Workers were supposed to pay state and federal taxes - but many apparently did not.
Although the state raised the personal care attendants' salaries by a dollar an hour, up to $8.87 per hour, the increase was offset by the new tax policy.
''Now we're losing attendants in droves because they don't want to work for peanuts and get taxed,'' said Carr, who runs the Northeast Independent Living Center, which helps the disabled find home help and teaches them skills they need to live in the community. ''We're not protesting the fact that the money is taxed, but we want the state to make their net wage a living wage.''
Carr said he knows five disabled people who have been forced to go into nursing homes because their attendants quit.
Richard McGreal, a spokesman for the Division of Medical Assistance, said the new tax program was adopted because many disabled employers weren't paying unemployment insurance for their home workers, as required by law. The problem came to light when the workers were fired and discovered they weren't eligible for unemployment benefits, he said.
''This division has always tried to maintain community services and our number one reason for maintaining those services are quality of life issues,'' McGreal said.
Nonetheless, disability rights advocates are already simmering over Massachusetts' decision Feb. 4 to join 12 other states in urging the Supreme Court to endorse the position that states have a right to decide whether mentally disabled people live in institutions or are treated in the community.

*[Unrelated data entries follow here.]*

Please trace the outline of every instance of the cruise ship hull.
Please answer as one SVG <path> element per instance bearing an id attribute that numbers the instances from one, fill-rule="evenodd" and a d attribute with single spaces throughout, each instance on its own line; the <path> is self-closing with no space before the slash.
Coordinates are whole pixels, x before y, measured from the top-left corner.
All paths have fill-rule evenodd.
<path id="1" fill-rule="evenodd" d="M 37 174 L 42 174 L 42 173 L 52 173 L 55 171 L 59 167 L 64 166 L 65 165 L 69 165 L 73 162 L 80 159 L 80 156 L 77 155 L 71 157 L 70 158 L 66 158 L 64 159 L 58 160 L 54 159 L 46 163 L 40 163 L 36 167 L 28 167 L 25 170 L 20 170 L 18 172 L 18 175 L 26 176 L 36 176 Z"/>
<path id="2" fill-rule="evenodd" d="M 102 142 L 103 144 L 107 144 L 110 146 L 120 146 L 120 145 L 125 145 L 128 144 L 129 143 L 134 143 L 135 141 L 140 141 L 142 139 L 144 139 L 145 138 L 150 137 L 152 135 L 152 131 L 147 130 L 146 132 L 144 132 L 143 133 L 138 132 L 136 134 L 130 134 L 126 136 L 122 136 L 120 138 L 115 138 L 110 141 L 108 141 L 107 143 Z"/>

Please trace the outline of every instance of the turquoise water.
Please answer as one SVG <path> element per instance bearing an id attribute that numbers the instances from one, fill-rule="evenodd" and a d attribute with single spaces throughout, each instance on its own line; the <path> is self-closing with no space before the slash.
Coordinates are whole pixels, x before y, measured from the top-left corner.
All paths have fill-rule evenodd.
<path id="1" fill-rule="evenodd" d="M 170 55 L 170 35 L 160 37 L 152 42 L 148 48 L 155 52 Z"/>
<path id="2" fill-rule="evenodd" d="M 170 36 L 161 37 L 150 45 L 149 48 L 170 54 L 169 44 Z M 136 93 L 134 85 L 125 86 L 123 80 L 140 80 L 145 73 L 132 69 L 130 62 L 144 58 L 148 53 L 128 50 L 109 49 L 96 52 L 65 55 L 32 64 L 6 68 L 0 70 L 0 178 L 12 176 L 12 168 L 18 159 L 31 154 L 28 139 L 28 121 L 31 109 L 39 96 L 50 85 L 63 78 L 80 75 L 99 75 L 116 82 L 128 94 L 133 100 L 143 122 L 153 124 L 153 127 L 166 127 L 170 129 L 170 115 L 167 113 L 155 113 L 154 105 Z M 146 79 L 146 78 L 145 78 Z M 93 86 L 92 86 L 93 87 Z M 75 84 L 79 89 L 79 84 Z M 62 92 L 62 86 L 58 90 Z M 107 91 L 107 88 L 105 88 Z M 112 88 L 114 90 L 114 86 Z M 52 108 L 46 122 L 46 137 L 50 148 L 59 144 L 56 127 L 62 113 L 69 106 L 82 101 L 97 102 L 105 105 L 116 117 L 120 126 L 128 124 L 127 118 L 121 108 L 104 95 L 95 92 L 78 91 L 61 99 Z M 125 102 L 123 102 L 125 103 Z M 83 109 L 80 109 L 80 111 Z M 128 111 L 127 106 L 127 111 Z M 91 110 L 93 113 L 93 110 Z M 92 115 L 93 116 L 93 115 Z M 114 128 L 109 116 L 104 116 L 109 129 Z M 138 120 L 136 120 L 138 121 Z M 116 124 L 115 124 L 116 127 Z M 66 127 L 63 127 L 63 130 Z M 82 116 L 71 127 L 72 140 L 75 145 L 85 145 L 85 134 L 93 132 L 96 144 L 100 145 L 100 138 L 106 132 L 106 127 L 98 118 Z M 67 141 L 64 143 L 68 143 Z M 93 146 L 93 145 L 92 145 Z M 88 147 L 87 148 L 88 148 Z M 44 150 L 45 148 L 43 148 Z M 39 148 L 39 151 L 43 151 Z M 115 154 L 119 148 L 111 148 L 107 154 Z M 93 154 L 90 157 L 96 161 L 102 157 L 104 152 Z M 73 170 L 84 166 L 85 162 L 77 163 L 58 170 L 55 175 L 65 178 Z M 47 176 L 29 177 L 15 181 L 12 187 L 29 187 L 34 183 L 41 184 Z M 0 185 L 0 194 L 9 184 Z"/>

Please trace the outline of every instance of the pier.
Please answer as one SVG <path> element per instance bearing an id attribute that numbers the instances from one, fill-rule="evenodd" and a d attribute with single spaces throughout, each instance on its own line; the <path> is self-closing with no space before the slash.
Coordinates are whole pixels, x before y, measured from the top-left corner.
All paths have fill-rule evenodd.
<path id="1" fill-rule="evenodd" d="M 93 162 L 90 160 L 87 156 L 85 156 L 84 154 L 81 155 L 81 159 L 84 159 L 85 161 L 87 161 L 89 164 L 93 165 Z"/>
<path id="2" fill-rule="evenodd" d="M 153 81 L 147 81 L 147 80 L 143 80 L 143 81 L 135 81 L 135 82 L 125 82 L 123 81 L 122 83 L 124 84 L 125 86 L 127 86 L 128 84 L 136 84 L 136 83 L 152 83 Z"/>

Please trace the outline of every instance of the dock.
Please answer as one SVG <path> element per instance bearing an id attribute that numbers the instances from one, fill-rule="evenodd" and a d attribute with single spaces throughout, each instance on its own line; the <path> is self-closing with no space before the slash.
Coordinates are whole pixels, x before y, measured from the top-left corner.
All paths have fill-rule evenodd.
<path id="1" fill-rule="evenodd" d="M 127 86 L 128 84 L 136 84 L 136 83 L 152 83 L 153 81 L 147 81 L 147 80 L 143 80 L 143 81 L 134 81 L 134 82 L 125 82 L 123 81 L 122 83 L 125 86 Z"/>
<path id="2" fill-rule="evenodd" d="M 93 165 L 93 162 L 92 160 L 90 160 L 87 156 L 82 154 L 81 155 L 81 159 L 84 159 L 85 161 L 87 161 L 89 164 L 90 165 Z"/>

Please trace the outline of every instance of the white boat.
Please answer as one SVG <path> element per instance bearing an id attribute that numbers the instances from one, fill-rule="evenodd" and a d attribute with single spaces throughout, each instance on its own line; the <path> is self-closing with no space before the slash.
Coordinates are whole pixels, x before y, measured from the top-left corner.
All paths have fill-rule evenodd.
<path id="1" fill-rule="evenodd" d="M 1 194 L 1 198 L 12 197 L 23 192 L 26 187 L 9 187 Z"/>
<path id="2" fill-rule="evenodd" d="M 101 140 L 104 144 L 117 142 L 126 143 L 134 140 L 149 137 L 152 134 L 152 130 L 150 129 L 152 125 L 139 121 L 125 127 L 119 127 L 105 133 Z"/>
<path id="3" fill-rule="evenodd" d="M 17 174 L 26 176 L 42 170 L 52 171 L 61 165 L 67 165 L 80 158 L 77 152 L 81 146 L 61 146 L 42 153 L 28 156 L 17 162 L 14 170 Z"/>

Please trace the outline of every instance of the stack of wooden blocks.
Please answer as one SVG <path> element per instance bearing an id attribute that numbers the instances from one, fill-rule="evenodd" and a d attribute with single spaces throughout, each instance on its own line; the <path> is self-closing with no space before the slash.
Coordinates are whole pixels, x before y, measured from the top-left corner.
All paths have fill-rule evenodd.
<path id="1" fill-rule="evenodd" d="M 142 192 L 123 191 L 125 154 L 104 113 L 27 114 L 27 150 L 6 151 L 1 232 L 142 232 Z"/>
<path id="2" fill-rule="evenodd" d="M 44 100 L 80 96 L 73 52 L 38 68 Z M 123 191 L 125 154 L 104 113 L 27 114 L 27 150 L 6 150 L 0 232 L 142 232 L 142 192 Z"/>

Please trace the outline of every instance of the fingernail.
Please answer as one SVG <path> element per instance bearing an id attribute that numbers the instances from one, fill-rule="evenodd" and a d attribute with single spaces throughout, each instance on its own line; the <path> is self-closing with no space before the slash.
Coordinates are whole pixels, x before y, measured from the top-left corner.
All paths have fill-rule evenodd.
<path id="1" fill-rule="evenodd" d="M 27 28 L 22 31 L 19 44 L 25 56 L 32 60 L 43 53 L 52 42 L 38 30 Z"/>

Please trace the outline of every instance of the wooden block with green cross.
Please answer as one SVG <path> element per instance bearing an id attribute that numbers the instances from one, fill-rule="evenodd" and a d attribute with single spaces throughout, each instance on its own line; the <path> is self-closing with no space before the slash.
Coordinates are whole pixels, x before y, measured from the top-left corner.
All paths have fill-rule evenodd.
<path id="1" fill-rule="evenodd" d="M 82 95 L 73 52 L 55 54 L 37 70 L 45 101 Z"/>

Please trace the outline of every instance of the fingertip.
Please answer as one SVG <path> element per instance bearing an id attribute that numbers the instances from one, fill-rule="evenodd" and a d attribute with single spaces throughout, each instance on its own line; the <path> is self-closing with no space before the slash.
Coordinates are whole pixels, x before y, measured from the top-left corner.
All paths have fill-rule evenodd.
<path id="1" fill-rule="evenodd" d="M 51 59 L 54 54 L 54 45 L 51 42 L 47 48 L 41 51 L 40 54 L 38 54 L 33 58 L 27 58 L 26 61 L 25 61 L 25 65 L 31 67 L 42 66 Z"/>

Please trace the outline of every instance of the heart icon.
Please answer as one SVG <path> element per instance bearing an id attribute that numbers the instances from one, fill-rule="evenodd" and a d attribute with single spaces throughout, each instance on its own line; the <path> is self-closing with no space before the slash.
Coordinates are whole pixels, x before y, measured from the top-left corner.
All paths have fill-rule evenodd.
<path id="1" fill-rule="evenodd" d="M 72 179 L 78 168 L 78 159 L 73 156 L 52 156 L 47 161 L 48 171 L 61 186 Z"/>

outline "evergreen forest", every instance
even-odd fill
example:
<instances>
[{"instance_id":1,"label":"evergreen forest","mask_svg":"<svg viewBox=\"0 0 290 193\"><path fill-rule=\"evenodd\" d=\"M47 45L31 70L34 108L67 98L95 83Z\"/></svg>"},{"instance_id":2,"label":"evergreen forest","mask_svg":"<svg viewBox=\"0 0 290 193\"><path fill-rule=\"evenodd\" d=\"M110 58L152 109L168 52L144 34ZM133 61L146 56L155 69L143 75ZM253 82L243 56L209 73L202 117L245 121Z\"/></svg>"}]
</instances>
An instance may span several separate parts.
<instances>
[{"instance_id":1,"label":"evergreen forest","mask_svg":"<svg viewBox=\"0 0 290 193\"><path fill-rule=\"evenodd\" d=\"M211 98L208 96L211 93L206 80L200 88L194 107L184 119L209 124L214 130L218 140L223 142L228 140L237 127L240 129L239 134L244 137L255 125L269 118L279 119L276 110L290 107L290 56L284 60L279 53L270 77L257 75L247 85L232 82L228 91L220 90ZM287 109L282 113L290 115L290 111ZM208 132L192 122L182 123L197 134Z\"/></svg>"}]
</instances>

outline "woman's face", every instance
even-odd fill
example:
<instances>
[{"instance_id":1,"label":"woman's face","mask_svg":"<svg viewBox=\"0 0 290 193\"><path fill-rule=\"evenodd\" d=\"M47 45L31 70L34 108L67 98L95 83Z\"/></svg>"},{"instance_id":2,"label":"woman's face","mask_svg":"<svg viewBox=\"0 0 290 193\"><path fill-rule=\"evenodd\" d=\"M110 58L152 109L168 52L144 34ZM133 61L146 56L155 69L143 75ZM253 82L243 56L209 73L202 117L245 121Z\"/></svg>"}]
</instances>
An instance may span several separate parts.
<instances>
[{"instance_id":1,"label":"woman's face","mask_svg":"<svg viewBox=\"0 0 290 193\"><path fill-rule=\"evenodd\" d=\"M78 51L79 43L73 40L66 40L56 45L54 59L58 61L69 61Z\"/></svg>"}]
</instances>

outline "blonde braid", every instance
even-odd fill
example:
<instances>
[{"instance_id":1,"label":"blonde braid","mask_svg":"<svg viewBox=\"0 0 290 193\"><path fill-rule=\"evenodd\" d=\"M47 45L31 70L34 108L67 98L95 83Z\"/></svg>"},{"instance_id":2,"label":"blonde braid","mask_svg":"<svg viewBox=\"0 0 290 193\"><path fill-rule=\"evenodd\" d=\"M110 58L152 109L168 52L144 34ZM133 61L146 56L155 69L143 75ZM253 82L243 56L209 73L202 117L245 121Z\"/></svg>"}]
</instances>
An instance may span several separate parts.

Attorney General Thomas F. Reilly was criticized by advocates for the disabled for signing on to a ''friend of the court'' brief backing Georgia's challenge of the Americans with Disabilities Act.
Olmstead v. L.C. & E.W. involves two mentally disabled patients at Georgia Regional Hospital.
Ruling in favor of the patients last year, the 11th Circuit Court of Appeals found that the disabilities act requires states to offer treatment in the least restrictive appropriate environment, and that budgetary constraints are not a defense. Yet the court stressed that it did not believe that all patients should be deinstitutionalized.
In its appeal, Georgia is arguing that the disabilities act doesn't give the federal government the power to mandate how the state spends its money on services to the disabled.
Advocates for the disabled say the case, which will be heard April 21, has broad ramifications and could take away the right of disabled people to live in the mainstream world.
But some families of the most severely mentally retarded say they support Georgia's challenge and, like Reilly, have signed on to a ''friend of the court'' brief urging the Supreme Court to overturn the ruling.
John Sullivan, whose mentally retarded daughter has resided at the Wrentham state school for 40 years, said he fears his daughter will be pushed out into the community if the Supreme Court mandates that the disabled are treated in the least restrictive environment appropriate.
This story ran on page B03 of the Boston Globe on 02/27/99.